Your immune system is constantly on the lookout for pathogens trying to infiltrate the body and cause disease. In an effort to understand how the immune system knows which ones to attack, a team of researchers discovered a special protein that immune cells use to tag pathogens that other cells later destroy. The study was published yesterday in PNAS.
When pathogens invade the body, they first creep into host cells, cloaking themselves in the cells’ plasma membrane as a disguise. Eventually, though, healthy immune systems find them, out of the millions of cells in the body. Antibodies then attach special proteins to the cell membranes of these pathogens so that other cells called phagocytes can destroy them. But researchers didn’t understand how the immune cells tagged these pathogens.

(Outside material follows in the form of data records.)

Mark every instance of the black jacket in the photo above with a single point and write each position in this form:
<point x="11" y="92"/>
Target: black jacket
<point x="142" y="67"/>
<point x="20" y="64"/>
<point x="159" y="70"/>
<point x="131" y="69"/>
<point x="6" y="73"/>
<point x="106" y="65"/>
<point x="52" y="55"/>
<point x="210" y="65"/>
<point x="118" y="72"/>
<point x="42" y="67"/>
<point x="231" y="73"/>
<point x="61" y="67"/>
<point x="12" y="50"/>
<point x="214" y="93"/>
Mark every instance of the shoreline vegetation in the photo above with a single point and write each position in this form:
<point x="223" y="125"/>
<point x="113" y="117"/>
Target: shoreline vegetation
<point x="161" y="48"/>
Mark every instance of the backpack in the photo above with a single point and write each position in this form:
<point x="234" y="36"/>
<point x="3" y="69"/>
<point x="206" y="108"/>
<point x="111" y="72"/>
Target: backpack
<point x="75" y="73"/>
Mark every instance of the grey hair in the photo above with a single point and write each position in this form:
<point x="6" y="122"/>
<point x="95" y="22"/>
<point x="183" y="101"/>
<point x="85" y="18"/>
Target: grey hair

In the study, the researchers tested the pathogens that cause chlamydia and toxoplasmosis, looking for the proteins that would act as the “kiss of death.” The researchers coated them with cytokines, which puts the immune system on alert. Then, using a special red dye, they identified the tiny protein they were looking for, called ubiquitin, ringing the outside of the cell membrane. The researchers also discovered that particular strong strains of these pathogens contain additional cloaking measures so that they can avoid being tagged with the ubiquitin.

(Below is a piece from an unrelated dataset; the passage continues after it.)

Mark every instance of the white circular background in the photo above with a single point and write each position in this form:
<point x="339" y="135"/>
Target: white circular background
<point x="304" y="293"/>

In future studies, the researchers hope to better understand those pathogens most adept at sneaking past the immune system, according to the press release. But another interesting avenue would be to understand why the immune system sometimes ends up mistakenly attacking its own cells, like in allergic reactions or autoimmune diseases. If researchers know what causes the immune system to trip up by reacting not enough or too much, they can develop treatments to recalibrate it and help patients stave off the sneakiest of diseases.